Short Trip Home is an album of classical chamber music by a quartet unusual both for its membership and its instrumentation. Double bassist Edgar Meyer wrote the majority of the compositions recorded on the album for a quartet of violin, double bass, mandolin, and guitar. Classical violinist Joshua Bell joins bluegrass musicians Sam Bush and Mike Marshall and Meyer on the album. In addition to classical music in an American vernacular, the quartet occasionally breaks out on more traditional instrumental bluegrass tunes.

Professional ratings
Review scores
| Source | Rating |
| Billboard | favorable |
| Gramophone | favorable |

==Track listing==
1. "Short Trip Home" (Edgar Meyer)
2. "Hang Hang" (Meyer, Mike Marshall)
3. "BT" (Meyer)
4. "In the Nick of Time" (Meyer)
5. Concert Duo. Prequel (Meyer)
6. "BP" (Meyer)
7. "If I Knew" (Meyer)
8. "OK, All Right" (Meyer)
9. "Death by Triple Fiddle" (Meyer, Sam Bush, Marshall, Joshua Bell)
10. Concert Duo. 1 (all movements by Meyer)
11. Concert Duo. 2
12. Concert Duo. 3
13. Concert Duo. 4

== Personnel ==
- Joshua Bell – violin
- Edgar Meyer – bass
- Sam Bush – mandolin; violin on "Death by Triple Fiddle"
- Mike Marshall – guitar; mandola on "BT"; violin on "Death by Triple Fiddle"

==In popular culture==
The track "Short Trip Home" is heard in the Richard Proenneke documentary Alone in the Wilderness.

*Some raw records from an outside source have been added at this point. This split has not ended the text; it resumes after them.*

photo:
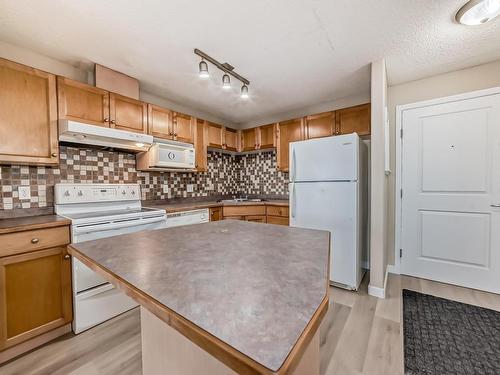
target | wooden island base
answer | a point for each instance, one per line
(166, 351)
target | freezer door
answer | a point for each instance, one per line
(331, 206)
(325, 159)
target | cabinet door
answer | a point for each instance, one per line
(128, 114)
(28, 120)
(160, 122)
(214, 135)
(288, 131)
(201, 144)
(35, 294)
(230, 139)
(83, 103)
(248, 140)
(215, 213)
(184, 127)
(266, 136)
(354, 119)
(320, 125)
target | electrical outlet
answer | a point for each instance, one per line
(24, 192)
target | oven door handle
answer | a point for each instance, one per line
(118, 225)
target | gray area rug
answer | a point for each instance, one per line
(448, 337)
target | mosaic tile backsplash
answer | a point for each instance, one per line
(248, 174)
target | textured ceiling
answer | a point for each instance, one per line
(295, 53)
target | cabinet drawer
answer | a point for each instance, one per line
(244, 210)
(277, 211)
(279, 220)
(22, 242)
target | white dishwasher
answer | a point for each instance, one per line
(176, 219)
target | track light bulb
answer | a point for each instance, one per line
(203, 69)
(226, 81)
(244, 91)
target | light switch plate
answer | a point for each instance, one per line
(24, 192)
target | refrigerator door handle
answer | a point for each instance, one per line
(292, 211)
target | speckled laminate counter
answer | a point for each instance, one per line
(256, 289)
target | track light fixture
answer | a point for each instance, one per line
(228, 70)
(226, 81)
(244, 91)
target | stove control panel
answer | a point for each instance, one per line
(86, 193)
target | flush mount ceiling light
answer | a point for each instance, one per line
(226, 81)
(203, 69)
(228, 70)
(477, 12)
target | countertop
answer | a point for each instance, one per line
(31, 222)
(195, 205)
(256, 289)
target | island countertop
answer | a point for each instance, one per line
(249, 294)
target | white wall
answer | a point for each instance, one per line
(48, 64)
(461, 81)
(378, 200)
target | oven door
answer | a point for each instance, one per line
(83, 277)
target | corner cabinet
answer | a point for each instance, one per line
(128, 114)
(35, 284)
(83, 103)
(28, 121)
(288, 131)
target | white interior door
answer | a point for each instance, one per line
(451, 193)
(331, 206)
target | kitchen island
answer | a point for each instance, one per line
(224, 297)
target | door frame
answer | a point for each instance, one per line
(400, 109)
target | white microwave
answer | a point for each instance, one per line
(167, 156)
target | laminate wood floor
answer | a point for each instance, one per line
(360, 334)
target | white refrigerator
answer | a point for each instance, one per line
(329, 190)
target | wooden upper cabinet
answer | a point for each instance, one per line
(184, 127)
(160, 123)
(320, 125)
(201, 144)
(28, 115)
(128, 114)
(248, 139)
(214, 135)
(266, 136)
(83, 103)
(288, 131)
(230, 139)
(354, 119)
(36, 294)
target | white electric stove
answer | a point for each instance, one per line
(99, 211)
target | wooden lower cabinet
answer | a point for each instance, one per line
(215, 213)
(35, 294)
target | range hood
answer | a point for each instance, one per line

The tracks “In the Nick of Time” and "Concert Duo. 1" are heard in the Ken Burns documentary The War (miniseries).

The track "BT" was used as the theme song for WUNC (FM)'s The State of Things (radio show) from 2004 until 2010.

The track "Short Trip Home" was used as the theme song in “The Tin Mine”, a 2005 Thai movie.